How to train large models (that take a lot of time)?

Currently I’m running jupyter notebooks on AWS (because I have credits left over there).

The problem is that if the model is large and takes a lot of time to train - as soon as the SSH connection between my machine and EC2 breaks > browser effectively terminates > notebook breaks, and I can’t see results of training (and have to start all over).

So I’m looking for a solution that would let me train models for long periods of time on AWS, even when my local machine is disconnected.

Some thoughts I had:

  • I tried using VNC to connect into the machine and run a notebook locally, but apparently deep learning AMIs ship “headless” and so there is no desktop environement…
  • I thought about taking the code from the notebook and preparing a training file… but I have no idea how to do that? And also that doesn’t seem very effective from experimentation viewpoint.
  • I tried looking for a way to run notebooks without the browser, but there doesn’t seem to be one?

This is my first time working with notebooks / ML, so please treat me like I’m 5. Any help super appreciated!

Thanks!

1 Like

Create a python script (e.g., train.py) and run it from the shell this way:

nohup train.py &

Output will be directed to nohup.out, so from time to time you may check its contents, or monitor what is happening with

tail -f nohup.out

2 Likes

Hi dats-vs-cogs hope you are well!
I had a similar problem which I tried to solve.

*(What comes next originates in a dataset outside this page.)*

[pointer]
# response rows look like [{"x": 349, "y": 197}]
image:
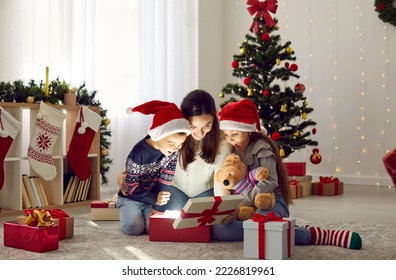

I am open to more suggestions of improvement.

See my post Platform: Colab ✅ Problem - Colab session timing out after 12 hours model requires 20 hours what is the solution?

Maybe you could combine this with other suggestions and make something better.

Hope this helps

mrfabulous1 :smiley::smiley:

@mrfabulous1 one thing you can do is log how many epochs you got to on fit one cycle and then save that model, and continue training after x point :slight_smile: (not sure if this was suggested!)

1 Like

You can start the notebook in a screen session

ssh into the machine then:

screen -S jupyter

then you can run jupyter in a no browser mode with

jupyter notebook --no-browser

One hack I did (which is not safe) is to enable http access to my VM so that i can access jupyter without needing to ssh tunneling.

Hey @m_ke - thanks for the reply. I’m already doing --no-browser, but that only means that JN doesn’t try to open a browser when you launch it. Doesn’t change the fact that if you’re training something from a browser later and close the browser - it breaks.

Unless I’m missing something.

Thanks @VDM. Any good tutorials on how to convert a notebook into train.py?

Could you explain to a 5 year old what does http access to a remote server allow you to do that I can’t do through ssh? Like what are you winning here? I don’t come from an eng background, learning on the fly.

So I’m using Tmux - but that is not enough.

When connection breaks 2 things happen:

  • Terminal session ends (Tmux helps preserve this)
  • Browser session ends (Tmux is of no help here)

It’s the second part that I need a solution to.

1 Like

As long as you do not use specific colab libraries (e.g., to access gdrive), from menu file:download .py will give you a python script.
Also, shell commands from the notebook do not run directly, however you can always run them from the shell without !.

just a fancy interface, execution step by step during development/debug, easy documentation of what you do, things like these.

Timeout wont happen as long as you dont put your computer to sleep. Also allows me to access anywhere even with mobile.